I got incredibly sick of reading arguments about whether the book is too pessimistic toward space travel long before I read it, so I'm not really going to get into that. To me it's a story about people, and a study of all those moments when you reach some limit you didn't know you had, or didn't want to have— technological, social, emotional— and fail to get past it, and you'll never be sure if that outcome was changeable or not, but you still have to decide what to do next. Any suspicion that the author is stacking the deck in favor of a preferred objective truth (and I'm aware that Robinson does have his own opinions about the premise) is undercut by repeated reminders that no one really knows— not what's happened, not why it happened, not what's going to happen, and often not even why they feel the way they feel about it. But this fog of subjectivity isn't featureless or thin, it's teeming with energy: love, fear, the frustration of trying to change people's minds, the joy of discovery (even of discovering terrible problems, because they're interesting).
The computer narrator is a good fit for this story: it's got a semi-omniscient and compassionate point of view, but it's never entirely sure of the nature of its own thought process, and it has strong personal loyalties; there's a very moving moment where its ongoing critique of human language becomes extremely dark and cynical, and the strong but never-acknowledged implication is that this is because it's mourning a death.

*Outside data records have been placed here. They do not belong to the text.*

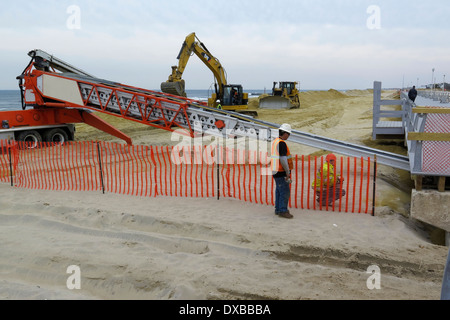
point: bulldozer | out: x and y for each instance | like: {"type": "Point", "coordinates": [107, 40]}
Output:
{"type": "Point", "coordinates": [285, 95]}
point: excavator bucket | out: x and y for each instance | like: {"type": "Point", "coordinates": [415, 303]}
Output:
{"type": "Point", "coordinates": [275, 102]}
{"type": "Point", "coordinates": [176, 88]}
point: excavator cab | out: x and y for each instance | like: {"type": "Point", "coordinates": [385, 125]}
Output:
{"type": "Point", "coordinates": [233, 95]}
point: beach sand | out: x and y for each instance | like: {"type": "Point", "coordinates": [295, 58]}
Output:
{"type": "Point", "coordinates": [129, 247]}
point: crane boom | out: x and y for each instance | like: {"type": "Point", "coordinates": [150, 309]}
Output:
{"type": "Point", "coordinates": [73, 96]}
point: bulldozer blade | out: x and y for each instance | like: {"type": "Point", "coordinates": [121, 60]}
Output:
{"type": "Point", "coordinates": [175, 88]}
{"type": "Point", "coordinates": [275, 102]}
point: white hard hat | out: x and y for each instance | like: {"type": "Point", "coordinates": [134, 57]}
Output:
{"type": "Point", "coordinates": [286, 128]}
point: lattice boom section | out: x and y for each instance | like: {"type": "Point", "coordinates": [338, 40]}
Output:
{"type": "Point", "coordinates": [436, 154]}
{"type": "Point", "coordinates": [133, 105]}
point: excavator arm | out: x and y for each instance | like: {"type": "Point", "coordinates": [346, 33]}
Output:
{"type": "Point", "coordinates": [192, 45]}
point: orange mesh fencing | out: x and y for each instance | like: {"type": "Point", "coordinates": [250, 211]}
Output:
{"type": "Point", "coordinates": [201, 171]}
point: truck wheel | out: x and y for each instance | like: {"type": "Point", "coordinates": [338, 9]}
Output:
{"type": "Point", "coordinates": [56, 135]}
{"type": "Point", "coordinates": [32, 138]}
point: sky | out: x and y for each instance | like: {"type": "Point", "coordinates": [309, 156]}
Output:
{"type": "Point", "coordinates": [322, 44]}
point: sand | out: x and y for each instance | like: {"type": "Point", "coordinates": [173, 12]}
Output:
{"type": "Point", "coordinates": [180, 248]}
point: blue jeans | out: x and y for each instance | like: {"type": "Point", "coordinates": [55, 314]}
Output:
{"type": "Point", "coordinates": [445, 291]}
{"type": "Point", "coordinates": [282, 195]}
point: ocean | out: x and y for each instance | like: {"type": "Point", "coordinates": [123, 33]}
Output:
{"type": "Point", "coordinates": [10, 99]}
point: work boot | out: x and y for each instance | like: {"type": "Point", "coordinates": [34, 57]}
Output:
{"type": "Point", "coordinates": [286, 215]}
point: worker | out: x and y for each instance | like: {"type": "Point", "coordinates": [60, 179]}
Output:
{"type": "Point", "coordinates": [282, 166]}
{"type": "Point", "coordinates": [328, 185]}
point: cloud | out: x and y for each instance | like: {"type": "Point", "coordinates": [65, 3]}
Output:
{"type": "Point", "coordinates": [322, 43]}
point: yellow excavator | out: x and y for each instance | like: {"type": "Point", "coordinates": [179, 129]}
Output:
{"type": "Point", "coordinates": [285, 95]}
{"type": "Point", "coordinates": [226, 96]}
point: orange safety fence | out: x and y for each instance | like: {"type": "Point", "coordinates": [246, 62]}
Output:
{"type": "Point", "coordinates": [201, 171]}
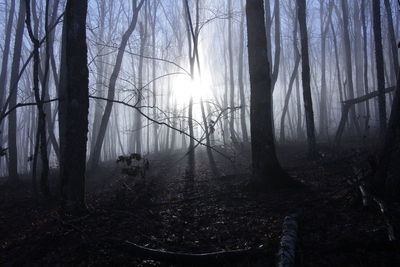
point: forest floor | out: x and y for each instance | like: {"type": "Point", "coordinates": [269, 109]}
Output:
{"type": "Point", "coordinates": [166, 212]}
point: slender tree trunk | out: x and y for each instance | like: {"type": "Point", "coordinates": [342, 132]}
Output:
{"type": "Point", "coordinates": [12, 119]}
{"type": "Point", "coordinates": [240, 78]}
{"type": "Point", "coordinates": [379, 66]}
{"type": "Point", "coordinates": [100, 69]}
{"type": "Point", "coordinates": [323, 112]}
{"type": "Point", "coordinates": [266, 168]}
{"type": "Point", "coordinates": [301, 15]}
{"type": "Point", "coordinates": [291, 81]}
{"type": "Point", "coordinates": [41, 132]}
{"type": "Point", "coordinates": [349, 70]}
{"type": "Point", "coordinates": [6, 54]}
{"type": "Point", "coordinates": [153, 38]}
{"type": "Point", "coordinates": [95, 157]}
{"type": "Point", "coordinates": [392, 36]}
{"type": "Point", "coordinates": [74, 107]}
{"type": "Point", "coordinates": [365, 43]}
{"type": "Point", "coordinates": [231, 77]}
{"type": "Point", "coordinates": [4, 63]}
{"type": "Point", "coordinates": [138, 117]}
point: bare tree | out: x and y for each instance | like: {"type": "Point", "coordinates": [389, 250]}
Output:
{"type": "Point", "coordinates": [74, 107]}
{"type": "Point", "coordinates": [12, 119]}
{"type": "Point", "coordinates": [95, 156]}
{"type": "Point", "coordinates": [376, 9]}
{"type": "Point", "coordinates": [349, 70]}
{"type": "Point", "coordinates": [301, 15]}
{"type": "Point", "coordinates": [267, 171]}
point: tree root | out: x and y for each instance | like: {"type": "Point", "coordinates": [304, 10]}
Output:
{"type": "Point", "coordinates": [179, 257]}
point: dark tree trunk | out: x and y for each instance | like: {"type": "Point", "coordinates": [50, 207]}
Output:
{"type": "Point", "coordinates": [41, 132]}
{"type": "Point", "coordinates": [266, 168]}
{"type": "Point", "coordinates": [301, 15]}
{"type": "Point", "coordinates": [153, 38]}
{"type": "Point", "coordinates": [392, 36]}
{"type": "Point", "coordinates": [323, 112]}
{"type": "Point", "coordinates": [6, 53]}
{"type": "Point", "coordinates": [12, 119]}
{"type": "Point", "coordinates": [365, 44]}
{"type": "Point", "coordinates": [74, 107]}
{"type": "Point", "coordinates": [4, 63]}
{"type": "Point", "coordinates": [138, 116]}
{"type": "Point", "coordinates": [95, 156]}
{"type": "Point", "coordinates": [240, 79]}
{"type": "Point", "coordinates": [291, 81]}
{"type": "Point", "coordinates": [349, 70]}
{"type": "Point", "coordinates": [231, 77]}
{"type": "Point", "coordinates": [380, 76]}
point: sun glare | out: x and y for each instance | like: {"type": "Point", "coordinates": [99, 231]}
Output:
{"type": "Point", "coordinates": [184, 88]}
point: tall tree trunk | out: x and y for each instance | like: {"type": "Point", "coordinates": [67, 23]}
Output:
{"type": "Point", "coordinates": [231, 77]}
{"type": "Point", "coordinates": [41, 132]}
{"type": "Point", "coordinates": [349, 70]}
{"type": "Point", "coordinates": [12, 119]}
{"type": "Point", "coordinates": [138, 117]}
{"type": "Point", "coordinates": [392, 36]}
{"type": "Point", "coordinates": [6, 54]}
{"type": "Point", "coordinates": [376, 9]}
{"type": "Point", "coordinates": [277, 55]}
{"type": "Point", "coordinates": [324, 27]}
{"type": "Point", "coordinates": [100, 69]}
{"type": "Point", "coordinates": [365, 52]}
{"type": "Point", "coordinates": [301, 15]}
{"type": "Point", "coordinates": [4, 63]}
{"type": "Point", "coordinates": [95, 156]}
{"type": "Point", "coordinates": [240, 78]}
{"type": "Point", "coordinates": [266, 168]}
{"type": "Point", "coordinates": [153, 38]}
{"type": "Point", "coordinates": [74, 107]}
{"type": "Point", "coordinates": [291, 81]}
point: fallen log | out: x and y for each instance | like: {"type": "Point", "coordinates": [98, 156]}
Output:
{"type": "Point", "coordinates": [287, 249]}
{"type": "Point", "coordinates": [180, 257]}
{"type": "Point", "coordinates": [367, 197]}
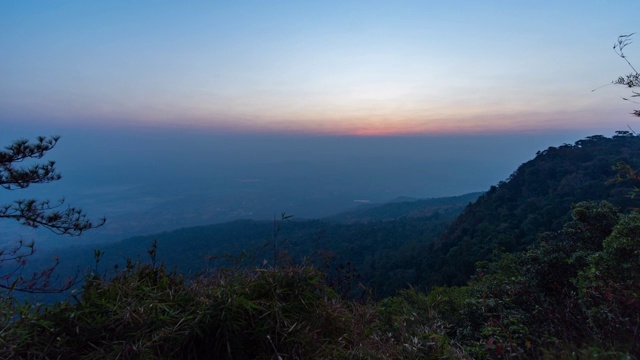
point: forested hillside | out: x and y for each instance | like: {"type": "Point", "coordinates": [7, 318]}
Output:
{"type": "Point", "coordinates": [377, 243]}
{"type": "Point", "coordinates": [555, 278]}
{"type": "Point", "coordinates": [537, 197]}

Oh yeah, also it is a gorgeously written book.
***
[*] Well, almost no one. One of many beautiful little ideas that the narrator refuses to offer a judgment on: there's a small subculture on the ship that's chosen to raise their kids with no knowledge of the universe outside of their home, till they reveal this to the kids at a certain age, which of course freaks them the hell out— and then they grow up and do the same to their kids. They have a sort of paleo-purity rationale for this, but I think there's a fairly self-aware joke there too about our attraction to these narratives: in effect, these people chose to structure their lives around the dramatic reveal that would occur in a certain familiar type of science fiction story, which offers a kind of epiphany that's not otherwise available from the story they're actually in. Another writer might either make those characters a total joke, or make their thing the basis of the whole society and only let a few brave rebels question it, but Robinson characteristically makes them just one of many groups who have to work together.